For many years now, a coalition of insurance companies, property owners and major construction firms have been utilizing an advertising and lobbying campaign on the New York State legislature to weaken the Scaffold Law. Specifically, they seek to include a comparative negligence standard in the law, which would allow juries to consider whether the worker contributed to his or her accident through his or her own conduct. This, despite the fact that there already is the “recalcitrant worker” defense and plaintiffs must prove that their injuries were “proximately caused” by the safety violation. The coalition argues, despite significant evidence against their arguments, that they are somehow losing money and construction is suffering as a result of claims made and recovered by plaintiffs injured in construction accidents throughout the State. (This claim of financial hardship is particularly hard to accept when balanced against the astronomical rents in New York City in 2014 or for new buyers seeking to purchase a one bedroom apartment in the lower East side, Chelsea or virtually anywhere in the City where prices used to be much more reasonable than on the upper West or East side). Interestingly, though, whenever insurance companies are asked to open their books and prove that they are suffering reduced profits, they claim invasion of privacy and “proprietary information” and refuse to do so.

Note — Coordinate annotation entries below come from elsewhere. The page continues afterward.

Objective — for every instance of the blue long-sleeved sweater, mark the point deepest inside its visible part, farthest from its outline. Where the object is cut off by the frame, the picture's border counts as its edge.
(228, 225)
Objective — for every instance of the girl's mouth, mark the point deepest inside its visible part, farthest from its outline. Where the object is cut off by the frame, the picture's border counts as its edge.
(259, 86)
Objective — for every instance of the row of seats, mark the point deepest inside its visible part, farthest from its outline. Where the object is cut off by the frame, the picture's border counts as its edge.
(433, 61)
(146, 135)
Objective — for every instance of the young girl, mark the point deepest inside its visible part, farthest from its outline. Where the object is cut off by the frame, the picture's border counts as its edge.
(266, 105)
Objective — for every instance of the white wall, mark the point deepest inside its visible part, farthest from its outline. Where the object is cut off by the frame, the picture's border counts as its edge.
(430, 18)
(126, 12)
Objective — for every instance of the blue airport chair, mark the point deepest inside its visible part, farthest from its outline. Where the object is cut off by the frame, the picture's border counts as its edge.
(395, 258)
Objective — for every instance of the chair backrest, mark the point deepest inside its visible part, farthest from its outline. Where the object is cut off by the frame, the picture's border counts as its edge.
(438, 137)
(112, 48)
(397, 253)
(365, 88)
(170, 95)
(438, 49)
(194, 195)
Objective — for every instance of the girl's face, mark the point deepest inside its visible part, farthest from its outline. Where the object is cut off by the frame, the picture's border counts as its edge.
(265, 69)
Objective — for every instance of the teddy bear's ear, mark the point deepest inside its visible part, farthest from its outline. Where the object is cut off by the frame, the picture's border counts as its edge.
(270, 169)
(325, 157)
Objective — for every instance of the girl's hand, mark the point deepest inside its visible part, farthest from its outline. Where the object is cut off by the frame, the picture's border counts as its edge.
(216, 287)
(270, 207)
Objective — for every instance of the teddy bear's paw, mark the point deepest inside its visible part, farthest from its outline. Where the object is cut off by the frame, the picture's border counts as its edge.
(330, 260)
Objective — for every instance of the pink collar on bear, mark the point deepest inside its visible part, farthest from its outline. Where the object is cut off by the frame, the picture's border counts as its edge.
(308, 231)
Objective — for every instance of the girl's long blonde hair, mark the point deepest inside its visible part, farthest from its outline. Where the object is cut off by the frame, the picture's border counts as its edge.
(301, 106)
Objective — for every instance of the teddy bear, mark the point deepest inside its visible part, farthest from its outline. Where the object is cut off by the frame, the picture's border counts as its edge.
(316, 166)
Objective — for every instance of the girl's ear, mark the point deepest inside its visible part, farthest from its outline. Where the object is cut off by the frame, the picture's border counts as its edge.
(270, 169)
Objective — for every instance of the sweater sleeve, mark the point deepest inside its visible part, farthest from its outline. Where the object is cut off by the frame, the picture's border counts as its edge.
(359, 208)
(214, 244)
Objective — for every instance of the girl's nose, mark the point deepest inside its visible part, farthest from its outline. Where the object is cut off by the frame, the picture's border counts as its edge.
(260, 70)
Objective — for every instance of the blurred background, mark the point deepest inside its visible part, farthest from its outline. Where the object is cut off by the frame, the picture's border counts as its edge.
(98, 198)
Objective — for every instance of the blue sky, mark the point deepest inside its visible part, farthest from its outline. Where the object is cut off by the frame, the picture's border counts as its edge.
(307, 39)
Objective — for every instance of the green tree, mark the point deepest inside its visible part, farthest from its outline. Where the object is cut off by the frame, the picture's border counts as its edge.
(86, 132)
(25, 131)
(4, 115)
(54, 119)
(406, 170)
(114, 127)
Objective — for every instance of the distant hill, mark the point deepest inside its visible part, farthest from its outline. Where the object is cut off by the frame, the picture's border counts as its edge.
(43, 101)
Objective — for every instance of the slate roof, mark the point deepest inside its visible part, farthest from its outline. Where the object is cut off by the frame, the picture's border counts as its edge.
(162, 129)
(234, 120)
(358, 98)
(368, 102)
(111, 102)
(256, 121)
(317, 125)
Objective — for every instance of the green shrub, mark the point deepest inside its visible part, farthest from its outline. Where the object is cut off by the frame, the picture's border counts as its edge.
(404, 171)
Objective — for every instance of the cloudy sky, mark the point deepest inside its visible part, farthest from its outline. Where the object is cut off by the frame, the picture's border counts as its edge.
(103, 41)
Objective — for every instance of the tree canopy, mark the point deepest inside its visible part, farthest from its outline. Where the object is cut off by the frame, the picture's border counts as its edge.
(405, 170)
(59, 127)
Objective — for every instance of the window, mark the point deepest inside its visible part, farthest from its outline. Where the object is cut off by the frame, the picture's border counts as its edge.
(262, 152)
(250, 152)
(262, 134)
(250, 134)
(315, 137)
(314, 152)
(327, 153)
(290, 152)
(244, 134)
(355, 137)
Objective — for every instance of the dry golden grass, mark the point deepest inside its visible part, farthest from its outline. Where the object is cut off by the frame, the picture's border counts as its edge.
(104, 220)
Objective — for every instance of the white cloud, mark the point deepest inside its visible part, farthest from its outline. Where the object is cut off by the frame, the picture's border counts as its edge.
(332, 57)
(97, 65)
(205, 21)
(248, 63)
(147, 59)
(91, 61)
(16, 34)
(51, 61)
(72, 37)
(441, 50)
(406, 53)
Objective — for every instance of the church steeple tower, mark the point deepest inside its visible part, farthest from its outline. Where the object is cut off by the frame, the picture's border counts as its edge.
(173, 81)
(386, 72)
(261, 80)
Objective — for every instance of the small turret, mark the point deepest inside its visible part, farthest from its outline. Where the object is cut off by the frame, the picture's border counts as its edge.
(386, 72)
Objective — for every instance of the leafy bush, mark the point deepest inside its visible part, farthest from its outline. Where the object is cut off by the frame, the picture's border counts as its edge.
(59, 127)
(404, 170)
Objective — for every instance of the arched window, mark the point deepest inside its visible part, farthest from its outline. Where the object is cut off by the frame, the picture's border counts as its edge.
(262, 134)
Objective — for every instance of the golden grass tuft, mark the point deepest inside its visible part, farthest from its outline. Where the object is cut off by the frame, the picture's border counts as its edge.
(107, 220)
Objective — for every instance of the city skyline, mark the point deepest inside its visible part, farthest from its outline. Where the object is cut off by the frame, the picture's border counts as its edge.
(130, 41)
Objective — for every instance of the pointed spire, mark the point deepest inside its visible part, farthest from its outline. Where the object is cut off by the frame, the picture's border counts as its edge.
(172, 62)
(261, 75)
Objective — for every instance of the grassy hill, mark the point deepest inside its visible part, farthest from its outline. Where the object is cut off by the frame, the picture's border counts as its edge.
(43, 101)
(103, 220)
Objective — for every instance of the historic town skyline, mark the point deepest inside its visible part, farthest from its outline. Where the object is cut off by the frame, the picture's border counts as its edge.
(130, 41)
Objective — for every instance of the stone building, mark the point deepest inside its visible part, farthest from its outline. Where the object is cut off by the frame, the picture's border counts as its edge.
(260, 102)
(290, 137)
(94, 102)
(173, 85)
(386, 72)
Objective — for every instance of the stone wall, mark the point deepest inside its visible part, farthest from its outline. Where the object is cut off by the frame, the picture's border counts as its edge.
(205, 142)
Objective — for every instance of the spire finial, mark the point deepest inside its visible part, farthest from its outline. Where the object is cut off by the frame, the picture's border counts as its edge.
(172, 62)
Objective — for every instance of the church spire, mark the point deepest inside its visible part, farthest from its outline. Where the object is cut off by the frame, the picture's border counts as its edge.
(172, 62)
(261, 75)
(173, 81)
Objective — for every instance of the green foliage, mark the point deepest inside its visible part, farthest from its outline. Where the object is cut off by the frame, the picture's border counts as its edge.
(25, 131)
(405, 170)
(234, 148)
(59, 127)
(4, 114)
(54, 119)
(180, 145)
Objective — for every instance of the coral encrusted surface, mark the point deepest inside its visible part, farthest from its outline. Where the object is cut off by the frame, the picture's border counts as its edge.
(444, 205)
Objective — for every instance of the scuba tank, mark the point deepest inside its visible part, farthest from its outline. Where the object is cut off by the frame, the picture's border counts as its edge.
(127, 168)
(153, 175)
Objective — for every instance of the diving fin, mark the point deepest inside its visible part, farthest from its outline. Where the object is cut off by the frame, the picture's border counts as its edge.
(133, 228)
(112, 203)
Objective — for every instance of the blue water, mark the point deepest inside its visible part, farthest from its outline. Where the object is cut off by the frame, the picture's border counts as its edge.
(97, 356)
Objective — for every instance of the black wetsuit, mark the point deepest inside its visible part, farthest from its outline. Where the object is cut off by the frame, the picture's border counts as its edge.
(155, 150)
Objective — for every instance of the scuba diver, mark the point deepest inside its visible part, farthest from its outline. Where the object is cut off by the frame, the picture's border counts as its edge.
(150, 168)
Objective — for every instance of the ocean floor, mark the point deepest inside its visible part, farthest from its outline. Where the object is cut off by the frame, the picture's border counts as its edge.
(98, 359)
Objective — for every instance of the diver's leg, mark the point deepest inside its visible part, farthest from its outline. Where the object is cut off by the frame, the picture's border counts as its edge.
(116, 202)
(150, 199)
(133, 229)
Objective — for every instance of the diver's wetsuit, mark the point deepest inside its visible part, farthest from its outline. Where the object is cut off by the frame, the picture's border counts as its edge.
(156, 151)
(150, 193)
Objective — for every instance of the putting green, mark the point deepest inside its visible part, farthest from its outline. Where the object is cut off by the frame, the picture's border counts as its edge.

By diluting the law, however, fatal accidents and serious injuries will undoubtedly increase significantly as there will be shifting of responsibility of safety from the major corporations and companies who can afford to implement these measures to workers who will not complain for fear of losing their jobs. There will also be a greater impact on minority and immigrant workers who more frequently work for non union companies that are less likely to provide the necessary safety equipment, and who will be fearful to say anything to avoid being fired.
It will be very interesting to observe Governor Cuomo’s response to the big business and insurance efforts to reduce the effectiveness of the Scaffold Law, particularly as he considers a run for the White House in 2016 and undoubtedly will be seeking the financial support of many of the same insurance companies and corporations that are behind the attack on a statute that has saved countless lives for well over 100 years.